VOGHERA. Il caso della targa di piazza Castello scatena la bagarre anche in Regione. Ad accendere la scintilla, una mozione presentata dal consigliere Pd Villani, per vigilare sui contributi riguardanti l'apologia del fascismo e del nazismo.
Una mozione alla quale si è opposta lo schieramento di centrodestra. I toni si sono accesi tra il consigliere Giuseppe Villani e Vittorio Pesato, esponente del Pdl, il quale ha dirottato la discussione sulla targa in onore ai sei caduti fascisti fucilati il 13 maggio 1945 da un plotone d'esecuzione partigiano, e posizionata in piazza Castello.

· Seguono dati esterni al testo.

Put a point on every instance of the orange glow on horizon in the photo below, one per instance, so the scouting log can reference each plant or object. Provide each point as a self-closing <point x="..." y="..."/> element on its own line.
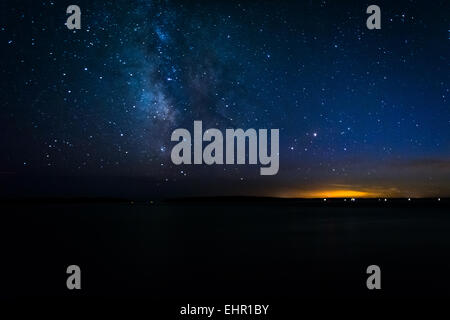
<point x="341" y="193"/>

«L'apposizione della targa di Voghera è stata decisa dal consiglio comunale ed ha quindi perfettamente ragion d'essere», ha sostenuto Pesato. «La Repubblica italiana e la sua Costituzione sono nate dalla Resistenza - ha replicato Villani - L'apologia è un reato. La targa di Voghera è una vergogna ed un'offesa per chi ha dato la propria vita per gli ideali della Resistenza. Ancora più è un'offesa perché è posta in un luogo dove i partigiani venivano torturati. Quindi seppure rispettando tutti i caduti e le loro famiglie, la targa va rimossa per non confondere chi è morto combattendo per degli ideali e chi invece è morto calpestandoli».